Who are “we”? Check the People behind Gensim.
Installation¶
Gensim is a Python library, so you need Python. Gensim supports all Python versions that haven’t reached their end-of-life.
If you need with an older Python (such as Python 2.7), you must install an older version of Gensim (such as Gensim 3.8.3).
To install gensim, simply run:
pip install --upgrade gensim
Alternatively, you can download the source code from Github or the Python Package Index.
After installation, learn how to use Gensim from its Core Concepts tutorials.
Licensing¶
Gensim is licensed under the OSI-approved GNU LGPLv2.1 license. This means that it’s free for both personal and commercial use, but if you make any modification to Gensim that you distribute to other people, you have to disclose the source code of these modifications.
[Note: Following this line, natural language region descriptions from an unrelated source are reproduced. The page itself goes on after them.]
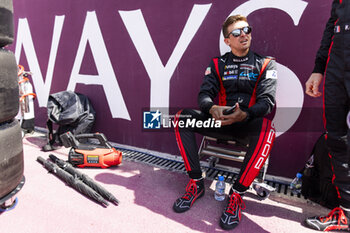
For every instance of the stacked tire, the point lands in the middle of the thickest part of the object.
(11, 147)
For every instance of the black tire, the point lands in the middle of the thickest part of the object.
(9, 92)
(6, 22)
(11, 156)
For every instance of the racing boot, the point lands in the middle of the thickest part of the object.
(336, 220)
(194, 190)
(232, 213)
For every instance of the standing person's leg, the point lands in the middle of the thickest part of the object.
(336, 107)
(261, 136)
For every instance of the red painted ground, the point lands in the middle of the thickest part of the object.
(47, 205)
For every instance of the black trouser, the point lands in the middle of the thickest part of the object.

Apart from that, you are free to redistribute Gensim in any way you like, though you’re not allowed to modify its license (doh!).
If LGPL doesn’t fit your bill, you can ask for Commercial support.
Academic citing¶
Gensim has been used in over two thousand research papers and student theses.
When citing Gensim, please use this BibTeX entry:
@inproceedings{rehurek_lrec,
title = {{Software Framework for Topic Modelling with Large Corpora}},
author = {Radim {\v R}eh{\r u}{\v r}ek and Petr Sojka},
booktitle = {{Proceedings of the LREC 2010 Workshop on New
Challenges for NLP Frameworks}},
pages = {45--50},
year = 2010,
month = May,
day = 22,
publisher = {ELRA},
address = {Valletta, Malta},
note={\url{http://is.muni.cz/publication/884893/en}},
language={English}
}
Gensim = “Generate Similar”¶
Historically, Gensim started off as a collection of Python scripts for the Czech Digital Mathematics Library dml.cz project, back in 2008. The scripts served to generate a short list of the most similar math articles to a given article.
I (Radim) also wanted to try these fancy “Latent Semantic Methods”, but the libraries that realized the necessary computation were not much fun to work with.
Naturally, I set out to reinvent the wheel. Our 2010 LREC publication describes the initial design decisions behind Gensim: clarity, efficiency and scalability. It is fairly representative of how Gensim works even today.
Later versions of Gensim improved this efficiency and scalability tremendously. In fact, I made algorithmic scalability of distributional semantics the topic of my PhD thesis.
By now, Gensim is—to my knowledge—the most robust, efficient and hassle-free piece of software to realize unsupervised semantic modelling from plain text. It stands in contrast to brittle homework-assignment-implementations that do not scale on one hand, and robust java-esque projects that take forever just to run “hello world”.
In 2011, I moved Gensim’s source code to Github and created the Gensim website. In 2013 Gensim got its current logo, and in 2020 a website redesign.